Not everyone in the neighborhood considers the recent activity a nuisance, however. Some of my canine acquaintances, for example, find the manure quite a treat! My sister-in-law neighbor sent me a picture of her dog Ruger covered in brown stink and posed a frequently asked question: “Why do dogs roll in stink?”
I always chalked it up to an inexplicable species difference. We humans like to spritz on a little Old Spice or Chanel No. 5 before a night out. Our dogs enjoy sprucing up with a little dead skunk or cow feces. To each his own!
If you’ve ever watched your dog grind her shoulder into a particular spot in the grass, wriggling joyfully in aromatic unmentionables, you would think it is purely a strange preference for disgusting odors that prompts the behavior. There actually may be more to it than that. In this scenario, our dogs may be acting like their wolf ancestors!

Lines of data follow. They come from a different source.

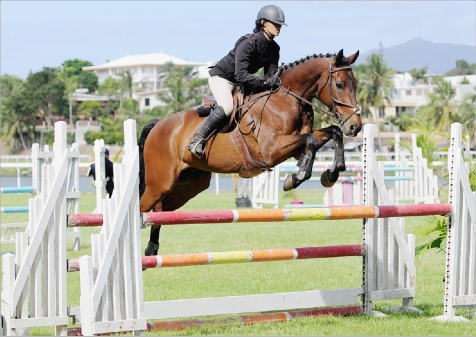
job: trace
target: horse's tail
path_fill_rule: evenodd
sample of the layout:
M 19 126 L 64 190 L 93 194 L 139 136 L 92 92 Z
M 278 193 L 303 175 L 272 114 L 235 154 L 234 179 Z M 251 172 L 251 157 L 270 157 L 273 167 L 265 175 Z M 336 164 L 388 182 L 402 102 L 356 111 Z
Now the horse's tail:
M 159 119 L 153 119 L 147 123 L 140 133 L 139 138 L 139 199 L 145 191 L 145 164 L 144 164 L 144 145 L 150 130 L 159 122 Z

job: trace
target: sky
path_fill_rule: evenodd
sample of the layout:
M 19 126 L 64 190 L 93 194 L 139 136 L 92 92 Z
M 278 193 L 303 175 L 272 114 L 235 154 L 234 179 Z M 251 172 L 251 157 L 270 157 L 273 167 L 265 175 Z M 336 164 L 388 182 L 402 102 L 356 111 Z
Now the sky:
M 163 52 L 215 62 L 251 33 L 260 8 L 282 8 L 282 63 L 360 53 L 422 38 L 476 46 L 476 1 L 0 1 L 1 74 L 25 79 L 81 59 L 100 65 Z

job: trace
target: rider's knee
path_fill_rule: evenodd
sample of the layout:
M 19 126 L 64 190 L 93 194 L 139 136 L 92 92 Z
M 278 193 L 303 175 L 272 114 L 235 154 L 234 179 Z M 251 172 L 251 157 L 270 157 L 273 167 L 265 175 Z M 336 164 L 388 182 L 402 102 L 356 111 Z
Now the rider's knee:
M 233 102 L 226 102 L 225 104 L 222 104 L 221 107 L 223 108 L 225 115 L 230 116 L 233 111 Z

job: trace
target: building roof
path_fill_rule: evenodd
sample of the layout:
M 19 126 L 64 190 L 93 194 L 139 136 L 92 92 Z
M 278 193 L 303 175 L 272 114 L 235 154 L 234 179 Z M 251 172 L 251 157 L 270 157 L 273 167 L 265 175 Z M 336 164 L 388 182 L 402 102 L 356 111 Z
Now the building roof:
M 107 62 L 98 66 L 84 67 L 84 71 L 105 70 L 111 68 L 129 68 L 138 66 L 159 66 L 172 62 L 175 65 L 203 66 L 204 62 L 192 62 L 180 59 L 175 56 L 167 55 L 162 52 L 157 54 L 127 55 L 117 60 Z

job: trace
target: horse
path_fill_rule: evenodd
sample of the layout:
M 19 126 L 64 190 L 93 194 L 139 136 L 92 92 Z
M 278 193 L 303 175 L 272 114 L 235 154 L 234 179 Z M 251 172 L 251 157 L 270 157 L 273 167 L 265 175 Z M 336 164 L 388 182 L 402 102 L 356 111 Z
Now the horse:
M 358 55 L 345 57 L 340 50 L 281 65 L 275 74 L 281 84 L 245 95 L 232 131 L 214 134 L 200 159 L 187 149 L 204 120 L 197 110 L 147 123 L 138 141 L 140 211 L 182 207 L 210 186 L 212 172 L 251 178 L 291 157 L 298 160 L 299 171 L 287 177 L 284 190 L 297 188 L 311 177 L 316 151 L 332 139 L 333 165 L 321 176 L 323 186 L 331 187 L 346 169 L 343 134 L 355 137 L 362 128 L 351 67 Z M 318 107 L 313 98 L 328 107 L 326 113 L 339 126 L 313 131 L 313 107 Z M 157 255 L 159 234 L 160 225 L 152 226 L 146 255 Z

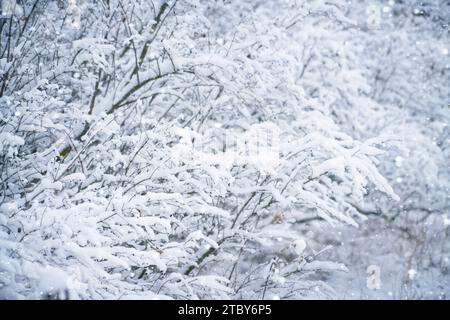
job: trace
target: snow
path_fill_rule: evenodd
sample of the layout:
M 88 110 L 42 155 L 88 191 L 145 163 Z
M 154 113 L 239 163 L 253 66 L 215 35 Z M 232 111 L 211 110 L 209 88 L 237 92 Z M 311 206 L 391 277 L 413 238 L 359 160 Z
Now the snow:
M 448 299 L 448 1 L 194 2 L 2 2 L 0 298 Z

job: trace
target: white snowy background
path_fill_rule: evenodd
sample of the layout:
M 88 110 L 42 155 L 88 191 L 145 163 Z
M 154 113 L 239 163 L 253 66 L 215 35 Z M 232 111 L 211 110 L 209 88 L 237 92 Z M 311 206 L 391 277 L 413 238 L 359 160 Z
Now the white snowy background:
M 450 2 L 2 0 L 1 299 L 449 299 Z

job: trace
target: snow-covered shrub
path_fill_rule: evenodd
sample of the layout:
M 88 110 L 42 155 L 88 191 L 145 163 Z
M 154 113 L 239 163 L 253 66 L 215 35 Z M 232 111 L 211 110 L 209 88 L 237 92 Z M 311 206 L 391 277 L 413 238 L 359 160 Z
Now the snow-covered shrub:
M 352 119 L 385 101 L 349 8 L 36 0 L 2 16 L 0 295 L 332 294 L 322 273 L 345 261 L 321 261 L 314 232 L 399 199 L 378 170 L 395 139 Z

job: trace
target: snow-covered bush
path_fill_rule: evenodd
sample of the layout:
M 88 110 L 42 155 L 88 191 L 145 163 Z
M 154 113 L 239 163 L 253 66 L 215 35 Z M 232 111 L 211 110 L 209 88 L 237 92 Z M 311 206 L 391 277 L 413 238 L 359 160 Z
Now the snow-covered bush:
M 395 132 L 360 122 L 396 98 L 371 94 L 351 8 L 2 12 L 0 296 L 329 297 L 323 272 L 347 269 L 315 232 L 399 200 L 379 171 Z

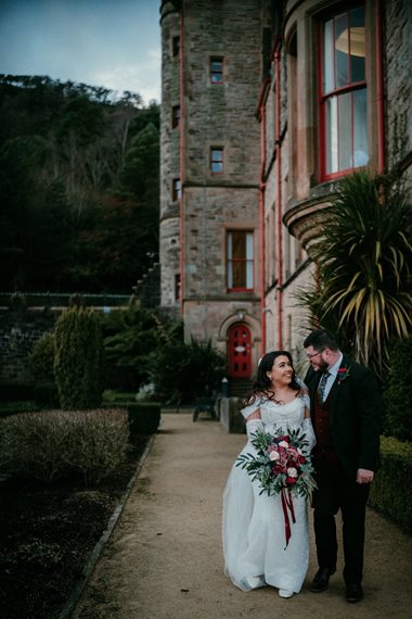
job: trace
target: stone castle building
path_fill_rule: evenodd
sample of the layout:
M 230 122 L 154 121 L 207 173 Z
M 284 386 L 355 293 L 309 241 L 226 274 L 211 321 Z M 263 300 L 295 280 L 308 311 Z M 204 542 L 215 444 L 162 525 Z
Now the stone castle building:
M 339 178 L 412 181 L 409 0 L 163 0 L 162 306 L 232 379 L 299 359 L 310 248 Z M 399 150 L 399 149 L 398 149 Z

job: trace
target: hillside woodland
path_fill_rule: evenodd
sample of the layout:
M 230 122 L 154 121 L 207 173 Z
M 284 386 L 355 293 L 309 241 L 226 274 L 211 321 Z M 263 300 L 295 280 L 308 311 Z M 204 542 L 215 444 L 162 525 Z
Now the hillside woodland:
M 159 109 L 0 75 L 0 290 L 129 293 L 156 261 Z

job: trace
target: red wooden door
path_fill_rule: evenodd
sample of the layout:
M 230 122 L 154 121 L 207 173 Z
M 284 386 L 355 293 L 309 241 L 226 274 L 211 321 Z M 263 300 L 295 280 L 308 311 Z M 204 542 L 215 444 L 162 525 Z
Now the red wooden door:
M 229 331 L 229 376 L 250 378 L 250 331 L 244 325 L 233 325 Z

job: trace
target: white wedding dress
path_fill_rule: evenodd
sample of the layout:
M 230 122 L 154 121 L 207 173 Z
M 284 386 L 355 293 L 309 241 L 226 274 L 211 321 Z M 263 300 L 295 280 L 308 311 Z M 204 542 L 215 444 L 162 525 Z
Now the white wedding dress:
M 301 428 L 310 443 L 310 451 L 314 444 L 314 434 L 310 419 L 304 421 L 305 406 L 309 406 L 307 395 L 300 395 L 287 404 L 258 399 L 243 408 L 245 418 L 260 408 L 261 421 L 249 421 L 246 425 L 249 440 L 241 453 L 256 454 L 250 434 L 258 427 L 272 434 L 279 428 Z M 292 535 L 285 547 L 281 496 L 268 496 L 267 493 L 259 495 L 259 482 L 252 482 L 246 470 L 235 464 L 223 494 L 224 572 L 243 591 L 269 584 L 291 594 L 298 593 L 309 563 L 307 501 L 293 497 L 296 522 L 291 520 Z

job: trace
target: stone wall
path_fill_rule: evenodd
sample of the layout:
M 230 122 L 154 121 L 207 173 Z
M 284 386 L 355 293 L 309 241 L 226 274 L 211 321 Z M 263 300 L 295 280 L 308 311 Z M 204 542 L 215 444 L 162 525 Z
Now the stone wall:
M 410 187 L 412 187 L 412 4 L 410 0 L 385 2 L 384 50 L 386 81 L 386 149 L 389 163 L 409 162 Z
M 0 310 L 0 383 L 34 382 L 28 355 L 55 319 L 52 312 Z

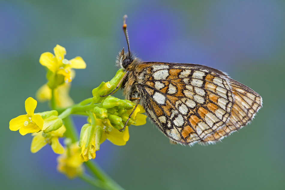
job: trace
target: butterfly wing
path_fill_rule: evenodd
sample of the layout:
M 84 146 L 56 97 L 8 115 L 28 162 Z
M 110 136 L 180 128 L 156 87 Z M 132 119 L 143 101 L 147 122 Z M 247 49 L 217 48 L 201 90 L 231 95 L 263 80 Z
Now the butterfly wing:
M 229 82 L 234 95 L 230 119 L 224 126 L 203 139 L 202 143 L 214 143 L 245 126 L 262 107 L 262 98 L 259 94 L 234 80 L 230 79 Z
M 192 145 L 229 120 L 234 95 L 224 73 L 191 64 L 144 62 L 138 67 L 142 104 L 172 141 Z

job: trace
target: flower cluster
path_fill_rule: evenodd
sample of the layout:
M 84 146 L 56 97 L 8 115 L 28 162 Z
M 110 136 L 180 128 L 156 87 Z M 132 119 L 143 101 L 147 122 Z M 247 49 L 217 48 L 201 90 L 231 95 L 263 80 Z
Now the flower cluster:
M 83 175 L 83 162 L 95 158 L 96 151 L 106 139 L 117 145 L 125 145 L 129 138 L 128 126 L 144 124 L 146 116 L 142 114 L 144 112 L 142 107 L 136 106 L 130 101 L 101 97 L 119 85 L 125 74 L 121 69 L 112 80 L 93 89 L 93 97 L 75 104 L 69 95 L 70 82 L 75 76 L 72 69 L 85 68 L 86 64 L 80 57 L 69 60 L 64 59 L 65 49 L 58 45 L 54 51 L 55 55 L 46 52 L 40 56 L 40 62 L 47 69 L 47 81 L 36 95 L 40 101 L 50 101 L 52 110 L 35 113 L 37 102 L 29 97 L 25 103 L 26 114 L 12 119 L 9 128 L 12 131 L 19 130 L 23 135 L 32 133 L 32 152 L 50 145 L 54 152 L 61 155 L 58 170 L 73 178 Z M 76 142 L 78 137 L 74 135 L 76 133 L 72 132 L 75 128 L 69 121 L 72 114 L 88 116 L 87 123 L 81 128 L 79 142 Z M 60 138 L 64 139 L 65 147 Z

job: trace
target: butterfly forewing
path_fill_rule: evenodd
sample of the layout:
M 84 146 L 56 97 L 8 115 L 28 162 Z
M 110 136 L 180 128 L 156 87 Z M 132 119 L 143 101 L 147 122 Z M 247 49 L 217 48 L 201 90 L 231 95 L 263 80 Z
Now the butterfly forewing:
M 201 141 L 228 120 L 233 95 L 228 78 L 221 71 L 199 65 L 157 62 L 142 63 L 137 68 L 142 104 L 172 140 L 190 145 Z

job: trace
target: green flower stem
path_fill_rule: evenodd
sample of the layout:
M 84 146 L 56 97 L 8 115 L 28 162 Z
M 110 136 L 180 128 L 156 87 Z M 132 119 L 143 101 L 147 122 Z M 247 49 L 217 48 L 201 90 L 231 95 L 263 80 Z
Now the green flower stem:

Much of our understanding of dog behavior stems from the fact that dogs descended from wolves. While dogs and wolves are biologically very similar, dogs are not simply tame wolves. Dog behavior and wolf behavior is often drastically different.
That being said, sometimes dogs do appear to act from deeply ingrained wolfy instincts. Rolling in stink may be one such example. Biologist L. David Mech has documented a logical explanation for this apparently disgusting behavior. Mech witnessed a lone wolf eat part of a carcass then roll around in it, making herself as pungent and filthy as Ruger in the picture above. She then hiked back to her pack. Upon her return the other adult wolves sniffed her all over and easily followed the scent trail back to the meal.
Knowing that Ruger’s stinky fur may be evidence of his loyalty probably does not make up for the fact that he needs another bath. But it is an interesting explanation for a common problem. Dogs have done an amazing job of fitting into our homes and hearts, but sometimes we forget they are still animals with animal instincts. To us a decomposing rabbit is an icky mess in the backyard. To your scavenging dog, it is a suitable and–(lucky you) sharable–meal. Why dogs might consider cow poop a treasure worth eating or sharing, however, is a topic for another time!